Winkler: "Schwarz-Weiß-Denken funktioniert nur bei Extremisten"
KLAGENFURT (kap)/ Als "ausgesprochen prekär" hat der Salzburger Ostkirchenexperte Prof. Dietmar Winkler die Lage der Christen im Heiligen Land bezeichnet. "Es gibt palästinensische Christinnen und Christen, die sind zum Beispiel im Gazastreifen oder in Galiläa, sie können israelische Staatsbürger sein oder auch nicht", so Winkler im Interview mit der Kärntner Kirchenzeitung "Sonntag" (aktuelle Ausgabe). Schwarz-Weiß-Denken funktioniere jedenfalls nicht. Nachsatz: "Das funktioniert nur bei Extremisten, sowohl auf Seiten der Hamas als auch bei den Israelis." Und: "Menschen wollen in Frieden leben. Was in Israel passiert, trägt nicht dazu bei."
Winkler gab aber auch zu bedenken, dass die Grausamkeit des Anschlags vom 7. Oktober 2023 gar nicht umfassend in die Öffentlichkeit gekommen sei, "weil man solche furchtbaren Bilder nicht zeigen will". Israel halte sich an den Medienkodex. "Würde man die Bilder veröffentlichen, dann würde die Öffentlichkeit anders reagieren", so Winkler. Israel habe völlig unbestritten Selbstverteidigungsrechte, "aber irgendwann muss man den Schritt zum Frieden wagen".
Wenn in einer Region Ruhe einkehrt und man am ökonomischen und politischen Prozess und der Gesellschaft innerhalb eines Staates teilnehmen kann, dann stabilisiere sich die Situation auch für das Christentum vor Ort sofort, so der Dekan der Katholisch-Theologischen Fakultät der Universität Salzburg: "Wir erleben das zur Zeit im Nordirak, wo die kurdische Autonomiebehörde den Staat zu stabilisieren versucht. Aber wenn keine Stabilität gegeben ist, dann kommt es zur Flucht." Hilfsprojekte seien immer nur ein Tropfen auf dem heißen Stein, "denn im Prinzip muss es eine politische Lösung geben, die wir im Westen nur unterstützen und einmahnen können".

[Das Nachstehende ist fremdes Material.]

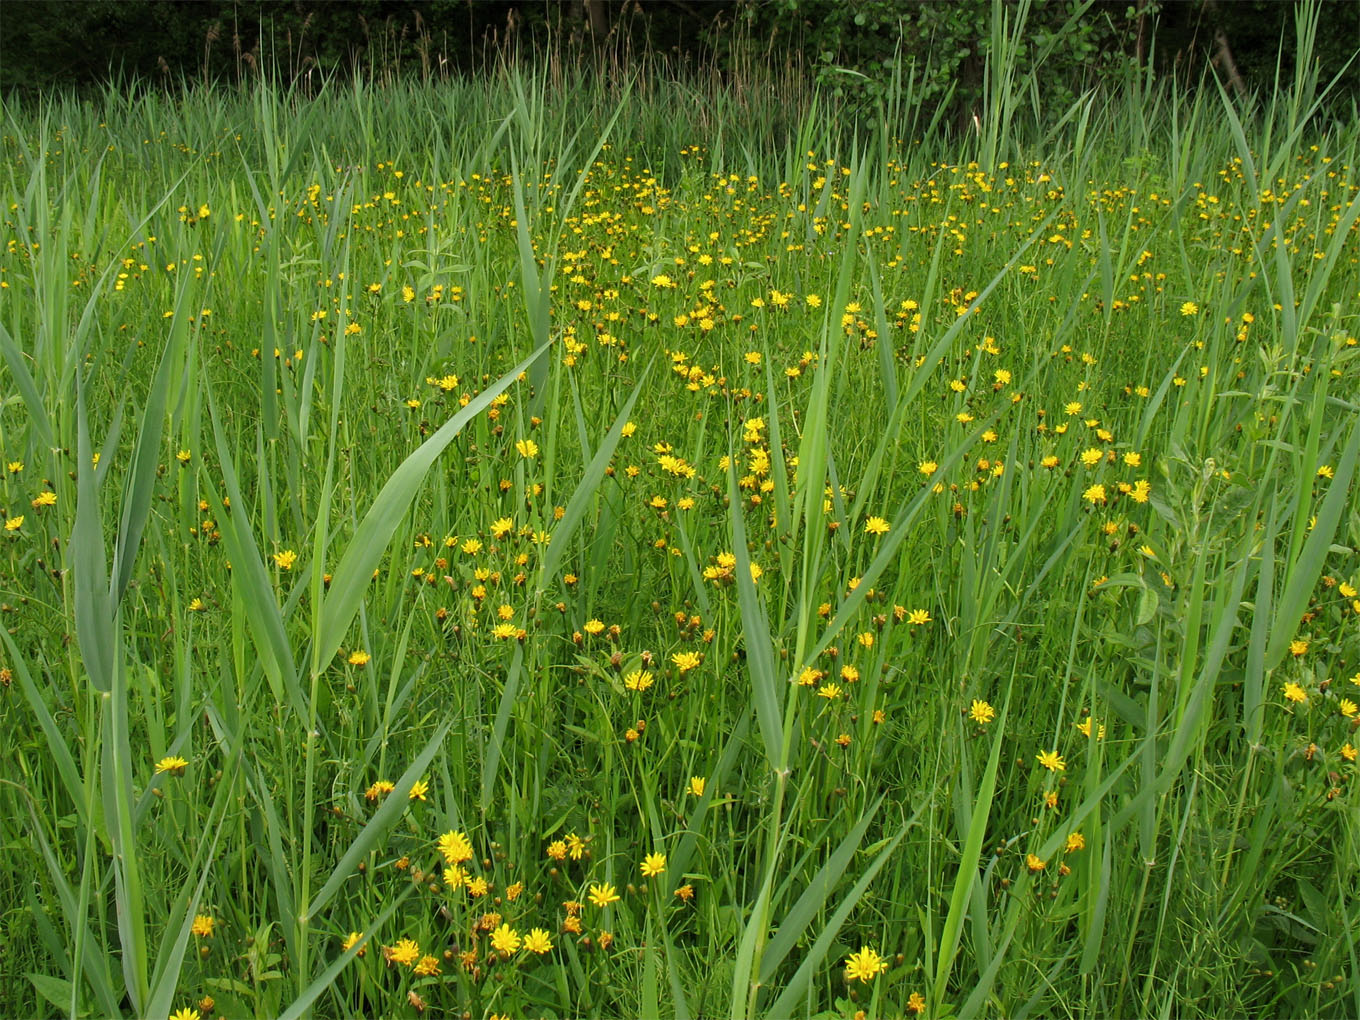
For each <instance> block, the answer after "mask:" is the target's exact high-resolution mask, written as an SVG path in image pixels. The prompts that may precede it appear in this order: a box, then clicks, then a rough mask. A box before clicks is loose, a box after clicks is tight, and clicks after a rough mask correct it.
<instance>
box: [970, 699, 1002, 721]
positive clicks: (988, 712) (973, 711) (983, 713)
mask: <svg viewBox="0 0 1360 1020" xmlns="http://www.w3.org/2000/svg"><path fill="white" fill-rule="evenodd" d="M968 715H970V717H972V721H974V722H976V724H978V725H979V726H986V725H987V724H989V722H991V719H994V718H996V717H997V710H996V709H993V707H991V706H990V704H987V703H986V702H979V700H976V699H974V702H972V706H971V707H970V709H968Z"/></svg>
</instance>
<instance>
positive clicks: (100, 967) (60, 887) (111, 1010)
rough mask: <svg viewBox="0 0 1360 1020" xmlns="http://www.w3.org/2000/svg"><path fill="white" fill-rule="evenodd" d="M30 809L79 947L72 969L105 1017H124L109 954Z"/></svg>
mask: <svg viewBox="0 0 1360 1020" xmlns="http://www.w3.org/2000/svg"><path fill="white" fill-rule="evenodd" d="M24 793H27V792H24ZM27 806H29V816H30V819H31V821H33V830H31V831H33V834H34V835H35V836H37V839H38V846H39V849H41V850H42V858H44V862H45V864H46V865H48V874H49V877H50V879H52V885H53V888H54V889H56V891H57V899H58V900H60V902H61V914H63V915H64V917H65V919H67V926H68V928H69V929H71V934H72V938H73V941H75V944H76V945H78V947H80V952H79V959H76V960H73V962H72V967H73V968H75V972H76V975H78V978H76V979H79V978H82V976H83V978H84V979H86V981H87V982H88V983H90V987H91V989H92V990H94V994H95V998H97V1000H98V1001H99V1008H101V1009H102V1010H103V1015H105V1016H122V1010H121V1009H118V1000H120V998H121V997H120V996H118V994H116V993H114V986H113V976H112V975H110V972H109V953H105V952H102V947H103V944H102V942H99V941H97V940H95V937H94V934H92V933H91V932H90V928H88V925H86V921H84V910H83V908H80V907H79V906H78V903H76V898H75V896H73V895H72V894H71V887H69V885H68V884H67V877H65V868H64V866H63V865H61V864H58V862H57V857H56V854H54V853H53V851H52V845H50V843H49V842H48V836H46V834H45V832H44V831H42V820H41V819H39V817H38V812H37V809H35V808H34V805H33V802H31V801H30V802H29V805H27ZM72 1015H73V1010H72Z"/></svg>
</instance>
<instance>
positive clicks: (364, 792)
mask: <svg viewBox="0 0 1360 1020" xmlns="http://www.w3.org/2000/svg"><path fill="white" fill-rule="evenodd" d="M394 789H397V786H396V783H393V782H392V781H390V779H378V781H377V782H374V783H373V786H370V787H369V789H367V790H364V792H363V797H364V800H369V801H375V800H381V798H382V797H386V796H388V794H389V793H392V792H393V790H394Z"/></svg>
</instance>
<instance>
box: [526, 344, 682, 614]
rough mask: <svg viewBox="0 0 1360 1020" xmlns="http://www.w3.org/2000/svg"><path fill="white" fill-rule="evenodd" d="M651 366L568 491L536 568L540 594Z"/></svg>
mask: <svg viewBox="0 0 1360 1020" xmlns="http://www.w3.org/2000/svg"><path fill="white" fill-rule="evenodd" d="M654 363H656V358H653V359H651V360H650V362H647V367H645V369H643V370H642V374H641V375H639V377H638V382H636V385H634V388H632V393H630V394H628V398H627V400H626V401H624V404H623V409H620V411H619V415H617V418H615V419H613V426H611V427H609V431H608V432H607V434H605V437H604V439H601V441H600V449H598V450H596V454H594V457H592V458H590V464H589V465H588V466H586V469H585V473H583V475H582V476H581V481H579V483H577V487H575V490H574V491H573V492H571V499H568V500H567V509H566V511H564V513H563V515H562V520H560V521H559V522H558V525H556V526H555V528H554V529H552V539H551V541H548V548H547V551H545V552H544V554H543V563H541V564H540V567H539V592H540V593H543V592H544V590H547V586H548V583H549V579H551V578H552V577H554V575H555V574H556V571H558V566H559V564H560V563H562V558H563V556H564V555H566V552H567V544H568V543H570V541H571V539H573V536H574V533H575V530H577V526H578V525H579V524H581V518H582V517H585V513H586V507H588V506H589V503H590V500H592V499H594V496H596V492H597V490H598V488H600V480H601V479H602V477H604V472H605V468H608V466H609V461H611V460H612V458H613V452H615V449H616V447H617V446H619V439H620V438H622V435H623V426H624V424H626V423H627V420H628V415H630V413H632V407H634V404H636V403H638V397H639V396H641V394H642V384H643V382H645V381H646V378H647V374H649V373H650V371H651V366H653V364H654Z"/></svg>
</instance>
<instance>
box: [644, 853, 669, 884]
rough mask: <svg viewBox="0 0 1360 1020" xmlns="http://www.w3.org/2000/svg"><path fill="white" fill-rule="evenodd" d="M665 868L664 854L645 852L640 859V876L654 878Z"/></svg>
mask: <svg viewBox="0 0 1360 1020" xmlns="http://www.w3.org/2000/svg"><path fill="white" fill-rule="evenodd" d="M665 869H666V855H665V854H647V855H646V857H645V858H643V861H642V877H645V879H654V877H656V876H658V874H661V872H664V870H665Z"/></svg>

Winkler ist Mitglied der offiziellen Gemeinsamen Internationalen Kommission für den theologischen Dialog zwischen der Katholischen Kirche und den Orientalisch-Orthodoxen Kirchen. Zudem ist er Vorsitzender der Salzburger Pro Oriente-Sektion und leitet die "Pro Oriente Kommission für Ökumenische Begegnung zwischen den Orientalisch-Orthodoxen Kirchen und der Katholischen Kirche" (CEE) sowie die Kommission "Forum Syriacum". Gegenüber dem "Sonntag" unterstrich er, dass das Wichtigste das gegenseitige Vertrauen sei. "Wenn man miteinander im Gespräch ist, dann muss man einander vertrauen können. Und wenn man dem anderen vertraut, dann hört man ihm besser zu."
Ohne Vertrauen funktioniert Dialog nicht, so der Ökumene-Experte: "Und das ist jetzt keine Frage von unten nach oben oder von oben nach unten, sondern das muss schräg und quer durchgehen. Weil jeder Ökumeniker hat innerhalb der eigenen Kirche auch so seine Schwierigkeiten, die Ökumene zu kommunizieren." Man fühle sich "manchmal mit jemandem von der anderen Kirche enger verbunden als mit jemandem von der eigenen Kirche".
Winkler hob zudem hervor, "dass das Christentum von Anfang an plural war". Die vier Evangelien zeigten schon unterschiedliche theologische Richtungen. Das Christentum habe sich gleichzeitig Richtung Ost und West ausgebreitet, "daher hat es von Anfang an je nach der Region Unterschiede gegeben". Und: "Wenn ich das weiß, dann kann ich entspannter diskutieren."
In manchen innerkirchlichen Diskussionen herrsche heute eher Rechthaberei statt Offenheit und Hinhören. Man beharre gerne auf dem eigenen Standpunkt und sage: "Dieses und jenes war schon immer so, da kann man nichts machen." - In vielen Fällen stimme das einfach nicht, so Winkler: "Als Historiker kann man so eine Herangehensweise schwer aushalten - gerade weil es von Anfang an im Christentum bei vielen Themen unterschiedliche Zugänge gab. (...) Wenn man sich die frühen Theologen ansieht, dann würde man aus heutiger Sicht über manchen Kirchenvater sagen: Der ist eigentlich nicht rechtgläubig."